Wright State was the first to offer Davis, stepping up well before any others with an offer last September. But since playing in the two “live’ weekends, Davis has received offers from UAB, UC-Davis, Bucknell, Kent State, Western Michigan, Toledo, Vermont, New Hampshire and Hofstra.
➤ Talen Horton-Tucker is entrenched as the No. 2 prospect in the Class of 2018 in Illinois. That’s the type of impression the Simeon star has left since the conclusion of his junior season. THT has the type of well-rounded game you just don’t find anymore as he can pass, dribble and shoot while playing with an outstanding basketball I.Q.

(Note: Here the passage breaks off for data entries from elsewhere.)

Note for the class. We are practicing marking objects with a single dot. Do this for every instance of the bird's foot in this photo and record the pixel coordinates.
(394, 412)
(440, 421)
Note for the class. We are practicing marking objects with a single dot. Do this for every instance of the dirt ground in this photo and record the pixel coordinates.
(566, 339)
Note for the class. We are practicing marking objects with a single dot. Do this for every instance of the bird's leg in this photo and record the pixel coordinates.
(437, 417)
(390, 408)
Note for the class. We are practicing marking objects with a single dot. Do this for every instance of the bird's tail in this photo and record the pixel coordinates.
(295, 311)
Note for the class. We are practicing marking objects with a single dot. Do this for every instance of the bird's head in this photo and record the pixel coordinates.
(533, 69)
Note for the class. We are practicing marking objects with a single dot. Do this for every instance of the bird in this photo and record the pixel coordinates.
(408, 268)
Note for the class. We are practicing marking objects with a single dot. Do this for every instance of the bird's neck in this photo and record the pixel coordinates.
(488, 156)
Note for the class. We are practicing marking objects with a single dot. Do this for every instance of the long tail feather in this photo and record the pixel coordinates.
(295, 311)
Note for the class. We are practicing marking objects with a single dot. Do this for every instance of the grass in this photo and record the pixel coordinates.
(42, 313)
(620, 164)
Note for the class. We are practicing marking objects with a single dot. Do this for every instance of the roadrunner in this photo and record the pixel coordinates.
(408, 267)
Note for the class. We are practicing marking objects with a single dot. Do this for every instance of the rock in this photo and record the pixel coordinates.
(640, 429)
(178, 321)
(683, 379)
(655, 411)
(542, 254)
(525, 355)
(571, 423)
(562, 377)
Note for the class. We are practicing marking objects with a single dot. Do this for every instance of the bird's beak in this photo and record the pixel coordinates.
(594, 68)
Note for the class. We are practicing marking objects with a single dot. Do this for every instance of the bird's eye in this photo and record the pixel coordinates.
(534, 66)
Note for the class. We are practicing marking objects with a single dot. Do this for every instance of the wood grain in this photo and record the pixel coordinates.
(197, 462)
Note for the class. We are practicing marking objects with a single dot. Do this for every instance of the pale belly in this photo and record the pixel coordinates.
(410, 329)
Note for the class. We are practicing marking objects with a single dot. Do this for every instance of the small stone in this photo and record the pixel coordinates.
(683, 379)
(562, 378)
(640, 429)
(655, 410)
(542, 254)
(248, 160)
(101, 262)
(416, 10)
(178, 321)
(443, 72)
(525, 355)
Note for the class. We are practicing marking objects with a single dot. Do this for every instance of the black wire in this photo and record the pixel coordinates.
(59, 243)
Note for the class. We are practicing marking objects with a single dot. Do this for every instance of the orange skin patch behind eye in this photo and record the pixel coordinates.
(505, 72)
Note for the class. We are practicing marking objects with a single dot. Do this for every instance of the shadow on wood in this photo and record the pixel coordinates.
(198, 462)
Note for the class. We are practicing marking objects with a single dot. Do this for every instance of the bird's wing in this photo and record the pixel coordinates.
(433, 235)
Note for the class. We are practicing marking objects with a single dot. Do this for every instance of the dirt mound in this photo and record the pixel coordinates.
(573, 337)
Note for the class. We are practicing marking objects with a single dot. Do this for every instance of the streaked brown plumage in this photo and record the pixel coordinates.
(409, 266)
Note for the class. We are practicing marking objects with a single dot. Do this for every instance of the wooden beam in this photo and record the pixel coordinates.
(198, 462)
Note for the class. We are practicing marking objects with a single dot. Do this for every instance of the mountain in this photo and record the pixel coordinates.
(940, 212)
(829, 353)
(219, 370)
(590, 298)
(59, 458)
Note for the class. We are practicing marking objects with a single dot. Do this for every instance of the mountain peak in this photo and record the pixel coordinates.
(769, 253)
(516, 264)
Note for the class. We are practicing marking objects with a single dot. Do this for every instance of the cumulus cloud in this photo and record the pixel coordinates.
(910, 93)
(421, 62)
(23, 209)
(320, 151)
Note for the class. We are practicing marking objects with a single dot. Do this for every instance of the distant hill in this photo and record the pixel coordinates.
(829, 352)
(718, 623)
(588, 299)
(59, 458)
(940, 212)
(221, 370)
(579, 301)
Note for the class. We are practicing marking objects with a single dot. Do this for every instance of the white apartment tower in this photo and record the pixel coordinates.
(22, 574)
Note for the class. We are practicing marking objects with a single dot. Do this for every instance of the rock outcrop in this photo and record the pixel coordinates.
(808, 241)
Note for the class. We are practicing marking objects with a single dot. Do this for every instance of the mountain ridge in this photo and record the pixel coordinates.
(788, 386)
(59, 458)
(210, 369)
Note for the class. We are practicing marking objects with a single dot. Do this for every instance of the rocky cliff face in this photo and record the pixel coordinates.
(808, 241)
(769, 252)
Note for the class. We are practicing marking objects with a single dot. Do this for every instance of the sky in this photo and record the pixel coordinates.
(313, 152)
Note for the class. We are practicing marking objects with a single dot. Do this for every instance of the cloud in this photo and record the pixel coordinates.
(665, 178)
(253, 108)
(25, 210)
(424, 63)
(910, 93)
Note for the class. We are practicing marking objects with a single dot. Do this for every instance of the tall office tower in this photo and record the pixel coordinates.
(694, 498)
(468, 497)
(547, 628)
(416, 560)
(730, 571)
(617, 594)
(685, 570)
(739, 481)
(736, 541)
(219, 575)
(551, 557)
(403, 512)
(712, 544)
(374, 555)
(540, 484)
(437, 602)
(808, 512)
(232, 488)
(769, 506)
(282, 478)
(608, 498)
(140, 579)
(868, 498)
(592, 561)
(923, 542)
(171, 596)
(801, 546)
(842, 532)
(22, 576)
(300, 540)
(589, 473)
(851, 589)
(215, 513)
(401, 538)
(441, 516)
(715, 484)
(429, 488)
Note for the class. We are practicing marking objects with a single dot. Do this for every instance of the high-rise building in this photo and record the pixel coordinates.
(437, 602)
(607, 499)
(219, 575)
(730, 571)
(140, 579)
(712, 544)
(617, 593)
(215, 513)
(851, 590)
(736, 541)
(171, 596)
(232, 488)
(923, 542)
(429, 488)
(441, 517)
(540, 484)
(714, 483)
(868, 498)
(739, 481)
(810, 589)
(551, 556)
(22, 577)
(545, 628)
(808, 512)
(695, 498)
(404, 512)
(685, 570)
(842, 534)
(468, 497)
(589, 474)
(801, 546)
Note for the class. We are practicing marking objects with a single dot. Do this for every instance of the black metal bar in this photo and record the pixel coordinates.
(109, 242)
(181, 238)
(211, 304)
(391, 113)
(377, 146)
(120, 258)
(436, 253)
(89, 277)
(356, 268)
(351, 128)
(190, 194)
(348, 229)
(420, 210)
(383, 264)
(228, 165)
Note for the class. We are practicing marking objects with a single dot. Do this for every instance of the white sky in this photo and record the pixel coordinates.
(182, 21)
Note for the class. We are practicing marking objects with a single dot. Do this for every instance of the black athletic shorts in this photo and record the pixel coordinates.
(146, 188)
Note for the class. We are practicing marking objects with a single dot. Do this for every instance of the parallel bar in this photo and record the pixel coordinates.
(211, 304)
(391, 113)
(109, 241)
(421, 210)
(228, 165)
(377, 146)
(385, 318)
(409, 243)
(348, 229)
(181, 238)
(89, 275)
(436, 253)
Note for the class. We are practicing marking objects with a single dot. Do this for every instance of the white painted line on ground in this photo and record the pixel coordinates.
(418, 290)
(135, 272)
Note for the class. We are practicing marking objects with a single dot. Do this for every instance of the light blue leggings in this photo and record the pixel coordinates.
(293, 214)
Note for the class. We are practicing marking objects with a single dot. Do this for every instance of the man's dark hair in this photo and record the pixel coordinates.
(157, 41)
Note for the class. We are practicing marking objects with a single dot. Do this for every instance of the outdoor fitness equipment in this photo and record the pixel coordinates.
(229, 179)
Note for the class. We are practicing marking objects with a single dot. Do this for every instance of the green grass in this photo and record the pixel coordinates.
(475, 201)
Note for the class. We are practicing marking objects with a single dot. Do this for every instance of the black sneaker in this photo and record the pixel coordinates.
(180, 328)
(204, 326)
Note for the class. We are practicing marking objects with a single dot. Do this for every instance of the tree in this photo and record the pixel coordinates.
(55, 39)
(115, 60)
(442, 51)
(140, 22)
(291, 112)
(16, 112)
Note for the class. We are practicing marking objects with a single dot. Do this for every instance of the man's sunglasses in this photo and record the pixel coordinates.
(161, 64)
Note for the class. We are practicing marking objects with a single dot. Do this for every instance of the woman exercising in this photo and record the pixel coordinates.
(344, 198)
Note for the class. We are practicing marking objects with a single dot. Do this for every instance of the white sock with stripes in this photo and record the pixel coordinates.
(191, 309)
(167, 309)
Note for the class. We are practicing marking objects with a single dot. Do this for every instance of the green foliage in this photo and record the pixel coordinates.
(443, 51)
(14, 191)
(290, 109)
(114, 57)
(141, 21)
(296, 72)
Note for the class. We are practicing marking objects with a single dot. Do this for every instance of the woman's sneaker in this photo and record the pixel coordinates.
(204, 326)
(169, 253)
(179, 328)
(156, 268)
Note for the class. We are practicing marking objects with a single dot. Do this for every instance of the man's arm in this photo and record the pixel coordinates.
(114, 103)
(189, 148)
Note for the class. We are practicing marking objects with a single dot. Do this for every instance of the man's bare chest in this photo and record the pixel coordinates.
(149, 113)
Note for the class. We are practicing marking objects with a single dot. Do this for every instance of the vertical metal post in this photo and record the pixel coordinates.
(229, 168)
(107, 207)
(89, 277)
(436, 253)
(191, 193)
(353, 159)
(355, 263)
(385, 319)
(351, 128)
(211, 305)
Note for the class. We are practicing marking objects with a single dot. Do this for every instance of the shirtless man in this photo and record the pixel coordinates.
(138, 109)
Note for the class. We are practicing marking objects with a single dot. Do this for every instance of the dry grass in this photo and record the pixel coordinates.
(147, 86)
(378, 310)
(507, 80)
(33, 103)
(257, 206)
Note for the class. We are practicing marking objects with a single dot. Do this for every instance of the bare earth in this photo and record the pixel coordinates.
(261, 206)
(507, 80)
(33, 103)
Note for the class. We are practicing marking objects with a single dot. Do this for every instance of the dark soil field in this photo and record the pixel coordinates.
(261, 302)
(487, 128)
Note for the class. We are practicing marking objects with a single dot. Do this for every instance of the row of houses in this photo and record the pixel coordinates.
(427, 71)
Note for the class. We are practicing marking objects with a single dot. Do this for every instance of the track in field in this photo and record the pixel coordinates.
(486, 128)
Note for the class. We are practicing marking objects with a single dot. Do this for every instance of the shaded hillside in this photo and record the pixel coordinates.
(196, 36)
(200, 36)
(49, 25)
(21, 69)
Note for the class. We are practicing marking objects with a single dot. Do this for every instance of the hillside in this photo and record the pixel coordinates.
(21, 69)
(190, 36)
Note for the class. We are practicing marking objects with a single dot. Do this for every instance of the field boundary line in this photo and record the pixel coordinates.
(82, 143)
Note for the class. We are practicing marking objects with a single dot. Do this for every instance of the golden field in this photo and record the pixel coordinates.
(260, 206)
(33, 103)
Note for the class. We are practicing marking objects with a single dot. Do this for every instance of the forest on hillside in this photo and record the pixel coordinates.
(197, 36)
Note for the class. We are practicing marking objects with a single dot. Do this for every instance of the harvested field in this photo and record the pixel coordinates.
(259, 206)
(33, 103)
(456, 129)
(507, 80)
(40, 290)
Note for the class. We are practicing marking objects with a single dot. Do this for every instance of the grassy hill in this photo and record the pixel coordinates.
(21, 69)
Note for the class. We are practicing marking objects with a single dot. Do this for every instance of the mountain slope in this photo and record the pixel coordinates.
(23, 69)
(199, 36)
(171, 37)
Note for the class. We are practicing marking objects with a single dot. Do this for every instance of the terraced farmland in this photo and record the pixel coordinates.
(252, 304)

But Morgan Park’s Ayo Dosnumu still remains at the top of the class. I’ve made this statement before but Dosunmu is just one of those players who was born to play basketball. With his combination of size and feel at the point guard position, Dosunmu is a unique player.
The 6-5 point guard is averaging 22.1 points, 4.1 rebounds and 3.8 assists through eight EYBL games this spring.
➤ While we’re on the topic of Morgan Park, coach Nick Irvin’s program has thrived with dynamic playmakers in the backcourt. From Billy Garrett, Jr. to Kyle Davis to Marcus Lovett to Charlie Moore to Dosunmu the Mustangs have churned out difference-making guards over the years.
But there is an emerging big man in junior Tamell Pearson who looks to be ready to take a big step forward this coming season. It’s not as if the 6-8 Pearson has set the world on fire in EYBL action –– Pearson is averaging 5.3 points and 5.9 rebounds a game –– but it’s more about the progress he’s shown as a prospect.
The long, agile big remains raw offensively, but he’s active, runs the floor, plays with a motor, competes and finds a way to impact games without putting up big numbers.
This is pretty simple. If I’m a mid-major program in need of a player with size and they’re comfortable in knowing it can develop big men, I’m taking a real hard look at Pearson and what he can become down the road.
➤ Romeoville’s DeAndre Heckard is starting to be a little too overlooked. This is a talented combo guard who plays well in transition, shows a larger hint of explosiveness than people realize and possesses a developed pull-up game. There is growing interest with several college coaches making an effort to see the 6-1 guard over the past two weeks, but he hasn’t added any new offers which has been a surprise.
➤ Althought he’s an out-of-state player, sophomore Paxson Wojcik of the Illinois Wolves has shown he has Division I potential. Wojcik, a lanky 6-5 perimeter threat from La Lumiere, led the 16U Wolves in scoring through eight Under Armour Assocation games, averaging 17 points and 5.6 rebounds a game.
➤ When it comes to top-notch shooters in the Class of 2018 in Illinois, the list is short for Division I coaches. The lack of true shooters in the class is alarming. That’s why Young’s Justin Boyd is so attractive as a prospect. There is a feathery release and touch out of the hands of the 6-3 junior guard. He shoots it effortlessly, with range and is an ideal spread-the-floor shooter.
➤ It’s never really earth-shattering news when anyone gets excited about a top five player in the country. They are pretty easy to identify and appreciate. But when taking in an out-of-state mega-star there are still times when I am over-impressed with one of those top fivers.
That was the case in Indianapolis a couple of weeks ago when watching senior-to-be Cameron Reddish, a do-everything 6-7 jaw-dropper out of Westtown (PA). Even when matched up and compared to the best of the best, this is the player I have a special affinity for when projecting two years, five years and 10 years down the road. Reddish is so Tracy McGradyish and does everything on a basketball floor you could want or ask of a 6-7 teenager.